Multiple Imputation Flashcards
What does multiple imputation allow that single imputation doesn’t?
Allows investigator to obtain valid assessments of uncertainty
Basic idea of multiple imputation?
Impute each missing value several times, thus creating M>1 complete data sets
Draw the schematic for multiple imputation
see notes
Outline the three steps in multiple imputation in as much detail as possible
1)
- create M copies of incomplete data set
- use an appropriate method to impute missing values in each copy (same method for each copy)
- imposed data sets are composed of fixed proportion (observed data) and a missing proportion (imputed values)
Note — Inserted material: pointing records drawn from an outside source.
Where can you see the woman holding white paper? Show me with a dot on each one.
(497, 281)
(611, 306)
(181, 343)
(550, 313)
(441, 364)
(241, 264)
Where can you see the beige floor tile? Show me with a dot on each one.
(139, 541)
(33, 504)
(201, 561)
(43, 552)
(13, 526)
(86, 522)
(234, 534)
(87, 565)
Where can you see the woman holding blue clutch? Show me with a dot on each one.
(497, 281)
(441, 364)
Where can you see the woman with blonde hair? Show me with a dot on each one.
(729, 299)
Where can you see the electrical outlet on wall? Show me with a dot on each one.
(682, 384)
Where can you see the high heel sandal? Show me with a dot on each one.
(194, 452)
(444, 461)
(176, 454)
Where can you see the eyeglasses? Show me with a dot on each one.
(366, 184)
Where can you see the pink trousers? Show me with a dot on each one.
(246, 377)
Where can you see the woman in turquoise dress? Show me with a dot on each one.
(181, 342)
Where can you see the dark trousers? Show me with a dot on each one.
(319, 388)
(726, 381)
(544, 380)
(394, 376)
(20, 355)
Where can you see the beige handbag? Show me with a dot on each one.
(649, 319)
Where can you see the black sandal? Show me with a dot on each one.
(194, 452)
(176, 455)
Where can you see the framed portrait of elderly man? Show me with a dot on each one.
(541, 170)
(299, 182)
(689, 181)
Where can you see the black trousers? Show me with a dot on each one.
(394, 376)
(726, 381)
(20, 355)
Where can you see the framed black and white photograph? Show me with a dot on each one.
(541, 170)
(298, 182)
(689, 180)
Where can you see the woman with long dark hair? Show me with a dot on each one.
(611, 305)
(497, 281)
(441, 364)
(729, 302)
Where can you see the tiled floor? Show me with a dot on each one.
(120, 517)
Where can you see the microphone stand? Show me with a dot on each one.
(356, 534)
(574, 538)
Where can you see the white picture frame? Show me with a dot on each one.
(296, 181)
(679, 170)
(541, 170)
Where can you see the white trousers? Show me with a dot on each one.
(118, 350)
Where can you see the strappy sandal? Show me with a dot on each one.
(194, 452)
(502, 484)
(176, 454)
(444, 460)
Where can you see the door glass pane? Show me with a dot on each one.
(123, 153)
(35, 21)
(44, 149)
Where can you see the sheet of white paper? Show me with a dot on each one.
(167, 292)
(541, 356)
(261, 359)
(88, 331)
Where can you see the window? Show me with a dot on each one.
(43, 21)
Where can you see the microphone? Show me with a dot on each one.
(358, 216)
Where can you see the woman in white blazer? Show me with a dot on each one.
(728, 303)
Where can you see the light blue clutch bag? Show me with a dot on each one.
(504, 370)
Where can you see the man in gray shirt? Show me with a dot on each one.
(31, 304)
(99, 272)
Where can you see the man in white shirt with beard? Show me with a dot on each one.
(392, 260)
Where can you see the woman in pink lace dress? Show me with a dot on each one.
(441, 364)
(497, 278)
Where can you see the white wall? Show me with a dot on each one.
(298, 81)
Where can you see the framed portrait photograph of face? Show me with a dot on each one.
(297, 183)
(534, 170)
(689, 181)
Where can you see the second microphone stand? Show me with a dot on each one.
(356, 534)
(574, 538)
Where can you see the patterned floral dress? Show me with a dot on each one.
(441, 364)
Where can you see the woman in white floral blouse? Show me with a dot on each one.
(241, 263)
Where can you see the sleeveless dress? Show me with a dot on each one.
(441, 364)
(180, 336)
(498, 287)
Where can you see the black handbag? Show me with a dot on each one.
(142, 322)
- each copy will be different
2)
- for each complete copy of data, carry out statistical analysis as you would if no missing data
- store parameter estimates and variances (or variance-covariance matrix if more than one parameter)
- estimate of θ obtained by m-th complete data set is θhat(m) and estimated variance by U(m)
3)
- results of M analyses are combined into single analysis that takes into account the imputation
Give the combined estimate of θ
θhat(MI) = 1/M * sum θhat(m)
Give the between imputation variability
B = 1/(M-1) ( sum [ (θhat(m) - θhat(MI) ) ^2 ] )
Give the within imputation variability
Wbar = 1/M * sum [ U(m) ]
Give overall variability in multiple imputation
Vmi = Wbar + B + B/M
How do you find the (1-α)100% confidence interval for multiple imputation
θhatMI ± tv(α/2) * sqrt(Vmi)
Summarise where the variability in θhatMI comes from
- Wbar, variance since we’re taking a sample
- B, extra variance since missing values in the sample
3, B/M, extra simulation variance caused by the fact θhatMI itself is estimated for finite M
What are traditional choices for M?
3, 5 or 10
What is the relative efficiency of using M samples?
M / (M + λ), where λ is the fraction of missing data